The corresponding boundary condition therefore is

\[ \lim _{x\downarrow 0} u'(x)x^{2+\sigma }-\sigma u(x)x^{1+\sigma }=0. \]

□

Solution. The Wronskian for this problem is

\[ W(u,v;p)(x)=\sqrt {1-x^2}\left (u'(x)v(x)-u(x)v'(x)\right ). \]

With \(v=1\), this gives

\[ W(u,1;p)(x)=\sqrt {1-x^2}\,u'(x). \]

This gives the boundary conditions (we need limits because the boundary points are singular)

\[ \lim _{x\downarrow -1}\sqrt {1-x^2}\,u'(x)=0,\qquad \lim _{x\uparrow 1}\sqrt {1-x^2}\,u'(x)=0. \]
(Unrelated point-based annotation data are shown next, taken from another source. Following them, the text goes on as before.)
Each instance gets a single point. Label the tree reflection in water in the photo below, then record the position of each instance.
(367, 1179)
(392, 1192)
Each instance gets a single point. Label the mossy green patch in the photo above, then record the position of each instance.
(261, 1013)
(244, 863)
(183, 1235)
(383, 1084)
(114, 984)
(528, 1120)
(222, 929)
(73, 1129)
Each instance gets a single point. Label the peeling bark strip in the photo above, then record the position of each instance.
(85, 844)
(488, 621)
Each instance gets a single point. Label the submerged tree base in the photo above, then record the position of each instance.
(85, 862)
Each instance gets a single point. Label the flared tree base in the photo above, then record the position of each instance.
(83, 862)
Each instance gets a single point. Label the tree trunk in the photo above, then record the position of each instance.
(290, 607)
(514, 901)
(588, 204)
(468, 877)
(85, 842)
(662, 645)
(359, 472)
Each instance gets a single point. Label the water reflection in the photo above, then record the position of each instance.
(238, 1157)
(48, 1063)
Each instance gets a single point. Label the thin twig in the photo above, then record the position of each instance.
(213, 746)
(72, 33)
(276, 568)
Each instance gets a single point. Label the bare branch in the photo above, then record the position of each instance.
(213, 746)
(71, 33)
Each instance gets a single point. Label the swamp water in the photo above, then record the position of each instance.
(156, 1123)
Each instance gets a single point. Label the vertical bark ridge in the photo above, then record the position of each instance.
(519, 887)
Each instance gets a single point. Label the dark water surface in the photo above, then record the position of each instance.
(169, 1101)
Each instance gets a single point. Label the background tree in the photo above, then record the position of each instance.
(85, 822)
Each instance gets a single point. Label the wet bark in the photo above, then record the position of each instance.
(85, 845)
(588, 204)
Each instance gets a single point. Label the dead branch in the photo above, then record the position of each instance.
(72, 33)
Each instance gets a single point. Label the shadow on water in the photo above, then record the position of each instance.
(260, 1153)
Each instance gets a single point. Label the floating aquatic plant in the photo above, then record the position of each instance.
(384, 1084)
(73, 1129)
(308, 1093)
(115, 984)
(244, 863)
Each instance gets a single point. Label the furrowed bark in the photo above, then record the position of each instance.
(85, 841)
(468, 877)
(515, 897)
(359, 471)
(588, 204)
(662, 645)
If \(u\) is continuously differentiable on \([-1,1]\) (so that \(\lim _{x\downarrow -1}u'(x)\) and \(\lim _{x\uparrow 1}u'(x)\) exist), then since \(\lim _{x\to \pm 1}\sqrt {1-x^2}=0\) we have by algebra of limits that the boundary conditions are satisfied. □

Solution. The Wronskian for this problem is

\[ W(u,v;p)(x)=\sqrt {1-x^2}\left (u'(x)v(x)-u(x)v'(x)\right ). \]

With \(v=\arcsin \), this gives (using that \(v'(x)=\frac {1}{\sqrt {1-x^2}}\))

\[ W(u,v;p)(x)=\sqrt {1-x^2}\,u'(x)\arcsin (x)-u(x). \]

This gives the boundary conditions (we need limits because the boundary points are singular)

\[ \lim _{x\downarrow -1}\sqrt {1-x^2}\,u'(x)\frac {\pi }{2}+u(x)=0,\qquad \lim _{x\uparrow 1}\sqrt {1-x^2}\,u'(x)\frac {\pi }{2}-u(x)=0. \]

□

Solution. The Wronskian for this problem is

\[ W(u,v;x\e ^{-x})(x)=x\e ^{-x}\left (u'(x)v(x)-u(x)v'(x)\right ), \]

which with \(v=1\), gives

\[ W(u,1;x\e ^{-x})(x)=x\e ^{-x}\,u'(x). \]

The boundary condition therefore is (note that we have to take a limit since the boundary point is singular):

\[ \lim _{x\downarrow 0}x\e ^{-x}\,u'(x)=0. \]

Since \(\lim _{x\to 0}\e ^{-x}=1\), we can simplify this to

\[ \lim _{x\downarrow 0}x\,u'(x)=0. \]

If \(u'\) is continuous at \(0\), then since \(x\downarrow 0\), we have by algebra of limits that the boundary condition is indeed satisfied. □

Solution. We have by Problem C.13 that both boundary points are not quasi-regular. It follows from Remark 9.4 that there are no admissible boundary conditions. □